PMC Copyright notice

Assembly of synXV by CRIMiRE

(A) CRIMiRE requires strategic modifications to the semisynthetic chromosomes as follows: (1) URA3 markers near the respective telomere and centromere within the wild-type segments to be removed and (2) a galactose-inducible promoter (P_GAL1) upstream of the centromere within the wild-type segment to be removed. CRISPR-Cas9-mediated mitotic recombination commences upon mating of the two strains carrying plasmids for expressing Cas9 and a single guide RNA (sgRNA) separately. Assembled synXV coexists in a mixed population of heterozygous diploids. Galactose induction missegregates chromosomes with P_GAL1 upstream of the centromere.¹³ Under 5-fluoroorotic acid (5-FOA) selection, hemizygous synXV diploids are the only Ura^– cells within the missegregated population that can grow. Subsequent endoreduplication of the synXV chromosome in the 2n-1 strain results in a 2n homozygous synXV diploid, which is then sporulated to obtain a haploid synXV. In contrast, meiotic recombination would lead to a myriad of chimeric chromosomes, which would be difficult to screen to identify a strain with complete synXV.

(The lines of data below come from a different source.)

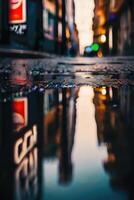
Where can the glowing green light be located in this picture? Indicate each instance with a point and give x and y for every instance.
(95, 47)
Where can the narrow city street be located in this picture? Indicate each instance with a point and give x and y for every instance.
(67, 125)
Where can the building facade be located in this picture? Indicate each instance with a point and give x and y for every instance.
(113, 26)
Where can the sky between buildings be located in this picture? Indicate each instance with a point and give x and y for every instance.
(84, 20)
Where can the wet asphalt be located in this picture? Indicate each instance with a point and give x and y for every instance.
(63, 72)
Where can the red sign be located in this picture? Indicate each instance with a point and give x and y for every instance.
(17, 11)
(20, 111)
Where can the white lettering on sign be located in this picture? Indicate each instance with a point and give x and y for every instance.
(17, 11)
(26, 176)
(15, 4)
(18, 29)
(24, 144)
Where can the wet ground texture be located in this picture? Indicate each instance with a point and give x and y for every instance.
(66, 72)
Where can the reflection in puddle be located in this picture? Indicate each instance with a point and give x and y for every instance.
(68, 144)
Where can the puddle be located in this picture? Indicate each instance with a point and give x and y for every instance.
(59, 141)
(66, 133)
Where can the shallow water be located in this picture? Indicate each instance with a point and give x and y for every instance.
(70, 143)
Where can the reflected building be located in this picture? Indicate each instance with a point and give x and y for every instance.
(20, 144)
(59, 121)
(114, 20)
(114, 117)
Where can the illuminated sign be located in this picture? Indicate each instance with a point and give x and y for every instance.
(25, 144)
(20, 110)
(17, 11)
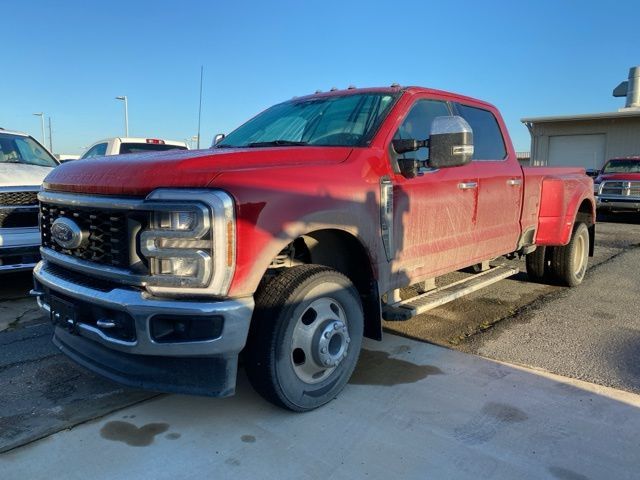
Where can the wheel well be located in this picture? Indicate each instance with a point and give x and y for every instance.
(585, 215)
(343, 252)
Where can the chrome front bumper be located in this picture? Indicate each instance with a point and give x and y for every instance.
(206, 367)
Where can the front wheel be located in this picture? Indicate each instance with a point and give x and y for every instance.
(305, 337)
(569, 262)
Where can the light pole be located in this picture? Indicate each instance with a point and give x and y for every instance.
(41, 115)
(126, 114)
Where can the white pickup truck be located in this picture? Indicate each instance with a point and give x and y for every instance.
(23, 165)
(124, 145)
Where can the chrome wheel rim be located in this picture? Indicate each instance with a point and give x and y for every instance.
(580, 254)
(320, 340)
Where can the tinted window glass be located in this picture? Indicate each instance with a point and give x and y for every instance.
(347, 120)
(622, 166)
(417, 124)
(96, 151)
(18, 149)
(487, 139)
(147, 147)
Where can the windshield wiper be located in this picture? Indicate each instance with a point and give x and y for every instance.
(276, 143)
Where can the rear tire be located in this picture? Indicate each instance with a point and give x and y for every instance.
(305, 337)
(569, 262)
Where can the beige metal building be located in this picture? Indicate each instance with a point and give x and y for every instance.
(588, 140)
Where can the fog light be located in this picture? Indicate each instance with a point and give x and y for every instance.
(166, 329)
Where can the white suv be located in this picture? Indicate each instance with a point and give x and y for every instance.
(124, 145)
(23, 165)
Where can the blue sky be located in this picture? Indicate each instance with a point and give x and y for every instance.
(70, 59)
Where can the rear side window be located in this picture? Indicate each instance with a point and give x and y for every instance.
(147, 147)
(487, 137)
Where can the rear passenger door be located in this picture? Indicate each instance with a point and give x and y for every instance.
(435, 211)
(500, 184)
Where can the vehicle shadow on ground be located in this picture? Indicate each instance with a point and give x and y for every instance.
(455, 416)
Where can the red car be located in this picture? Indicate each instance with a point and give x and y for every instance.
(617, 187)
(290, 238)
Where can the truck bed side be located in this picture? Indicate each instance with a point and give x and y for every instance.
(553, 197)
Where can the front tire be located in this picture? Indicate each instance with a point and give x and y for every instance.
(305, 337)
(536, 263)
(569, 262)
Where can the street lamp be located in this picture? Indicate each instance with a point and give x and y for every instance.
(126, 114)
(41, 115)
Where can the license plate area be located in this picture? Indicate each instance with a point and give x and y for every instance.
(63, 313)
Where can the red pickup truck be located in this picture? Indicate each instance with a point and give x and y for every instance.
(289, 239)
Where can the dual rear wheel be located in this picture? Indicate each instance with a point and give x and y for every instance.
(566, 264)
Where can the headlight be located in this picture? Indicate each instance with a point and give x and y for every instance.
(178, 245)
(190, 242)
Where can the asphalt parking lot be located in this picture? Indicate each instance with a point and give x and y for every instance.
(589, 333)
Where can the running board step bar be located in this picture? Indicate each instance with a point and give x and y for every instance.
(409, 308)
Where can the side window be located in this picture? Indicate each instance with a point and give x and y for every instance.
(487, 138)
(417, 124)
(96, 151)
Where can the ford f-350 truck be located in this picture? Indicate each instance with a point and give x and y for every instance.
(289, 239)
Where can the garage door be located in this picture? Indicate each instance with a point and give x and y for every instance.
(577, 151)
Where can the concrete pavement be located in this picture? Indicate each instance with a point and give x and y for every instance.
(412, 411)
(591, 332)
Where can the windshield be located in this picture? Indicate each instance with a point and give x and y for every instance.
(349, 120)
(148, 147)
(24, 150)
(622, 166)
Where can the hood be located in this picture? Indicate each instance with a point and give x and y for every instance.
(22, 175)
(630, 177)
(139, 174)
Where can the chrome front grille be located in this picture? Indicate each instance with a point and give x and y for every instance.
(108, 233)
(621, 188)
(18, 209)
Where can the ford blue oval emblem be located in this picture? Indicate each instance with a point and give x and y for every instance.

(B) HC1A and HC1B were modified with a KlURA3-P_GAL1-CEN15 cassette and URA3 from chunk A5 near the left terminus, respectively. These derived strains were consolidated into HC1 by CRIMiRE by cleaving between megachunks I and J. The resulting clones were screened by PCRTags (Figures S1F–S1H) to identify clones with homozygous HC1.

(C) Analysis of HC1 with synthetic and wild-type PCRTags (SYN and WT, respectively). A strain (Figures S1G–S1H, clone 7) showed only synthetic PCRTags in megachunks I and J. Further analysis with the first and last PCRTags of each megachunk showed the clone to be synthetic throughout HC1.

(D) HC1 was modified with a KlURA3-P_GAL1-CEN15 cassette and a LEU2 from chunk NN4 near the right terminus. HC234 was modified with a URA3 from chunk A5 near the left terminus. These derived strains were consolidated into synXV by CRIMiRE by cleaving between megachunks M and N. The resulting clones were screened by auxotrophy and PCRTags (Figures S1J–S1N) to identify clones with homozygous synXV.

(E) A synXV candidate (Figures S1L–S1N, clone L6) was found to be synthetic and homozygous in megachunks M and N, which flanked the cleavage site.

(F) Two representative PCRTags from each megachunk showing that the synXV clone was synthetic and homozygous throughout the chromosome. A complete PCRTag analysis was performed (Figure S2).